CHICAGO — Do you want to have a staring contest?
The question from a Western Conference team official came unexpectedly during an interview last week during the NBA Draft Combine. It caught Kansas guard Christian Braun by surprise.
Braun had come prepared for the string of meetings he would take part in over the course of a few days at the Marriott Marquis in downtown Chicago, but knew some team might try to throw him, poking and prodding to draw out rebuttals. This, however, was something different.
Yes, Braun would take part. He could look anywhere in the room, he was told, while everyone from the franchise in the room would stare at him. They would time how long Braun could go without blinking. When he did, another team official would stop the clock.
Braun looked right at the person who challenged him. That person started blinking repeatedly. Braun blinked, too, after one second.
“Do you want to go and do it again?” the team official asked.

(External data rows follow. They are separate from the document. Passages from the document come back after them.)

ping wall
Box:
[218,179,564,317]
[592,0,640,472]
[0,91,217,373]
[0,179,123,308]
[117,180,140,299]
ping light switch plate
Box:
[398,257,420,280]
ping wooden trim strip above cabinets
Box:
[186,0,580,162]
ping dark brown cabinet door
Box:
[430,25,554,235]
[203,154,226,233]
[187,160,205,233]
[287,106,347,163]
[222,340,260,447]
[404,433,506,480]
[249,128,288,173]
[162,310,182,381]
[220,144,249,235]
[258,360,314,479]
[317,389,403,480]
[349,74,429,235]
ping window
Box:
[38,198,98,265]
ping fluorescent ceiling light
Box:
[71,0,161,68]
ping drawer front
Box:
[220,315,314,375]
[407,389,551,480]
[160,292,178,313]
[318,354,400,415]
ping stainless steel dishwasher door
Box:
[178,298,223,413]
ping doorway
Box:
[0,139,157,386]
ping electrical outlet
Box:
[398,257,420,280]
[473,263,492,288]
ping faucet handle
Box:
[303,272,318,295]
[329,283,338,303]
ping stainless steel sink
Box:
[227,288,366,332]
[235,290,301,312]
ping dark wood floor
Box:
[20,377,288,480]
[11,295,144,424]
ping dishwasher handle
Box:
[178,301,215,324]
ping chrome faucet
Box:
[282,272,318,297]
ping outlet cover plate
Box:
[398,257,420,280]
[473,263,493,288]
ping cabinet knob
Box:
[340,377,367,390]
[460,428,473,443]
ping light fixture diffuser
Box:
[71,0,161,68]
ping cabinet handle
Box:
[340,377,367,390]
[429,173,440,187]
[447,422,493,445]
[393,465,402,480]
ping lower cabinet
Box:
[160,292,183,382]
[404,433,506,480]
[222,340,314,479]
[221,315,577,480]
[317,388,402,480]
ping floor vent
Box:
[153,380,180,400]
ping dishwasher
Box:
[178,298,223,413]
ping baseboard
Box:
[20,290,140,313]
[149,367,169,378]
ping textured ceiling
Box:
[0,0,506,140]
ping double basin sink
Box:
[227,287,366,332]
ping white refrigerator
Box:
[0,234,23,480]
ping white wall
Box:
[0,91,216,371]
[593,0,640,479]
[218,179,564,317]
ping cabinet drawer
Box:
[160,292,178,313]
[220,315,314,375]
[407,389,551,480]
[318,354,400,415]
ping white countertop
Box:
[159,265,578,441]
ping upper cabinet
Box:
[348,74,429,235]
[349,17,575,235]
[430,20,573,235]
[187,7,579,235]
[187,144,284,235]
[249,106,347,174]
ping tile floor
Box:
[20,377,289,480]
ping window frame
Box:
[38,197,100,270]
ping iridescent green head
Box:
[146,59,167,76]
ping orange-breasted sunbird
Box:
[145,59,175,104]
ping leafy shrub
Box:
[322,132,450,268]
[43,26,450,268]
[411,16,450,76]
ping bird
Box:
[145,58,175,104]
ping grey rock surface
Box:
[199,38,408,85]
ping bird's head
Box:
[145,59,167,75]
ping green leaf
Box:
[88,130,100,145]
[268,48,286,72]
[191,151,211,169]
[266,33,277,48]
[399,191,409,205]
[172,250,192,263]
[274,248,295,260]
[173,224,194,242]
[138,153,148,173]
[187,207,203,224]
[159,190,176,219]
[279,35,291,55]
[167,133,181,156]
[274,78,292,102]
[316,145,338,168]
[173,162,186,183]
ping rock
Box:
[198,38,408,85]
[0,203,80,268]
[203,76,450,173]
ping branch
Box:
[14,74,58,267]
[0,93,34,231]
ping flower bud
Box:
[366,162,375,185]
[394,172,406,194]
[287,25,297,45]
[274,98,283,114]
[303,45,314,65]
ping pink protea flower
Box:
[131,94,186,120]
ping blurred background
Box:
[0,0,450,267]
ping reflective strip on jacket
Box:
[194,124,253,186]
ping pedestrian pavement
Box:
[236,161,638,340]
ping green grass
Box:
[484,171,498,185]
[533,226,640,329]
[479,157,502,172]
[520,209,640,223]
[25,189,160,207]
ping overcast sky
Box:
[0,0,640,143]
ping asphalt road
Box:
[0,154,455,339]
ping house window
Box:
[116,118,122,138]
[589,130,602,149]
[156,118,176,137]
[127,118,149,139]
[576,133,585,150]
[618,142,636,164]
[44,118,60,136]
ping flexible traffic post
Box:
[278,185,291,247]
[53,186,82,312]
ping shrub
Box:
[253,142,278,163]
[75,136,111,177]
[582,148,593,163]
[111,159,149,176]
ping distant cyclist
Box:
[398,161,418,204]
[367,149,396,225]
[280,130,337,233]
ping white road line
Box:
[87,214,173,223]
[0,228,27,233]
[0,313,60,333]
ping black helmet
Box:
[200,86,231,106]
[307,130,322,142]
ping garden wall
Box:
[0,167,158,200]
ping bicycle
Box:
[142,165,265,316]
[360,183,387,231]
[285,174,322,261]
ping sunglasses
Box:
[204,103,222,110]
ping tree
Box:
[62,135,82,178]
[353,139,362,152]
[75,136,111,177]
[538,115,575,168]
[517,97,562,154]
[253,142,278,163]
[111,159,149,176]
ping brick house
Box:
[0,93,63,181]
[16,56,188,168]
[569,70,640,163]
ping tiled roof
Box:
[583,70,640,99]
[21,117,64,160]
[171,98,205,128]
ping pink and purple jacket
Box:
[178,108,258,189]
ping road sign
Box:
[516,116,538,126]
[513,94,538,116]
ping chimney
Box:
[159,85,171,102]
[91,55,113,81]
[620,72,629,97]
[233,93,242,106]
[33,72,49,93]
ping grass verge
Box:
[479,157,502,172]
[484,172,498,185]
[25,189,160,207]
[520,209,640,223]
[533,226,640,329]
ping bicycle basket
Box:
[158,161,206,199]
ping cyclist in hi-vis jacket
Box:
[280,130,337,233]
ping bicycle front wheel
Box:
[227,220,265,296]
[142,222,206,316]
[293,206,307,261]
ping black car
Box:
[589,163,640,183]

“Yeah, obviously I want to try that again,” Braun said. “You gotta get a new strategy. I look right at him again. He’s over here still blinking.”
This time, Braun held firm for nine seconds. It was an improvement.
“You wanna do it again?” the team official repeated.
By the third time, Braun realized what he was enduring. This was that team’s attempt to test how determined he would be. The team, the official told him, had done this in other interviews too, trying to see if the player could do better each time.
“That was like one of the more unique things that somebody’s done,” Braun said. “And I thought it was really cool, because they’re trying to see your competitive nature and if you want to win.”
Team interviews are part of a multitude of tests and hoops draft prospects navigate and jump through at the combine. While they must endure a long course of measurements, on-court drills, and five-on-five games, those are uniform endeavors. Everyone who takes part goes through the same thing.
Interviews, however, vary from team to team. Each franchise adds a splash of their own flavor to differentiate them from the rest, hoping to glean some bit of information they can use in the dossier they compile on each draft prospect.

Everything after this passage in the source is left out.